Viewing all articles
Browse latest Browse all 20

Week of March 2, 2004

$
0
0

Week of March 2, 2004

Program 0409

Segments

Russia Election Preview | Transcript | MP3

Inside Chechnya | Transcript | MP3

Global Chechen Policy | Transcript | MP3

Singapore Tourism | Transcript | MP3

Iran Earthquake Update | Transcript | MP3

Global Citizen: Princeton Lyman | Transcript | MP3

This text has been professionally transcribed. However, for timely distribution, it has not been edited or proofread against the tape.


SERGEI MARKOV: Russia now is in the process, not from communist dictatorship, but from the stage of Yeltsin anarchy to the functioning democratic institutions.

KRISTIN MCHUGH: This week on Common Ground, Russia’s president campaigns for another term in office.

KEITH PORTER: And, an inside view of Russia’s war on terrorism in Chechnya.

CHECHEN PRESIDENT AKHMAD KADYROV: [via a translator] Security is the most important issue. If the republic is secure then investors can come home. If the situation here is normal then people will come back. That’s why the main task today is to provide security.

PORTER: Plus, the peace proposals to end the conflict in Chechnya.

ILYAS AKHMADOV: [via a translator] I understand observers who can’t figure out what’s going on there. We ourselves don’t understand it. Neither Russians nor us. I can tell you this openly. There’s no logic there.

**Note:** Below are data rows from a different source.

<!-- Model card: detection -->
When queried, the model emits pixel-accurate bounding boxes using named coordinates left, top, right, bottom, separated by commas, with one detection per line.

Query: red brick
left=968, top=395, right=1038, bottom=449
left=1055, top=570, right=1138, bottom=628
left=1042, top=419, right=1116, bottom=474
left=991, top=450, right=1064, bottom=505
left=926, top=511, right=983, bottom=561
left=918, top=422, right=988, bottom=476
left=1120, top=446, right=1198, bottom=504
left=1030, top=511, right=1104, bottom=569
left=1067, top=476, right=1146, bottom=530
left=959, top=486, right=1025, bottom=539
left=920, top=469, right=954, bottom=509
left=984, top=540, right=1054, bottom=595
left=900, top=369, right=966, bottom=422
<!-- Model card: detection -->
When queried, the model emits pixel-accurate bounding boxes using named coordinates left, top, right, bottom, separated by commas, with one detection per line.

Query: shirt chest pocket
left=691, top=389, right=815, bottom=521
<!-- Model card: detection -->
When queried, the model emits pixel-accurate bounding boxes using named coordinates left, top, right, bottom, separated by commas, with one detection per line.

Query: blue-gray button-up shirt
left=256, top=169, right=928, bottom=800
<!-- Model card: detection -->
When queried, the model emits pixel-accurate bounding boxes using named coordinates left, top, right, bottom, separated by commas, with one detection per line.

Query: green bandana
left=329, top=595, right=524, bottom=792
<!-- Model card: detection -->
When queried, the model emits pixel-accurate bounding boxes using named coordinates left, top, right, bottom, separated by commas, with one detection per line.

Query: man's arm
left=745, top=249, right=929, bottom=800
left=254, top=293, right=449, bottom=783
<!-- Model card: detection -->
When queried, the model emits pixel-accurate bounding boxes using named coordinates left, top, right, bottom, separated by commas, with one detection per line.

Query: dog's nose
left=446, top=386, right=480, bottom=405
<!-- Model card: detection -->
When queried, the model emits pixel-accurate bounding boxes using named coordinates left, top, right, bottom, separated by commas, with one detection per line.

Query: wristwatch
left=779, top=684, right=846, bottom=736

7MCHUGH: These stories—coming up next.

Top of Page


Russia Election Preview

Listen to This Segment: MP3

PORTER: Common Ground is radio’s weekly program on world affairs. I’m Keith Porter.

MCHUGH: And I’m Kristin McHugh. The votes have not yet been cast in Russia’s March Presidential election, but already it’s abundantly clear that Vladimir Putin will enjoy a second term in office in the Kremlin. There are eight candidates in the March 14th ballot, but with the Russian President enjoying an approval rating of 73 per cent and with many of the country’s top politicians choosing to sit out the race, the only real drama hinges on whether turnout will reach the 51 percent required to validate the electoral process. So will the elections prove the strengths or limits of Russia’s democracy? Common Ground‘s Simon Marks reports from Moscow.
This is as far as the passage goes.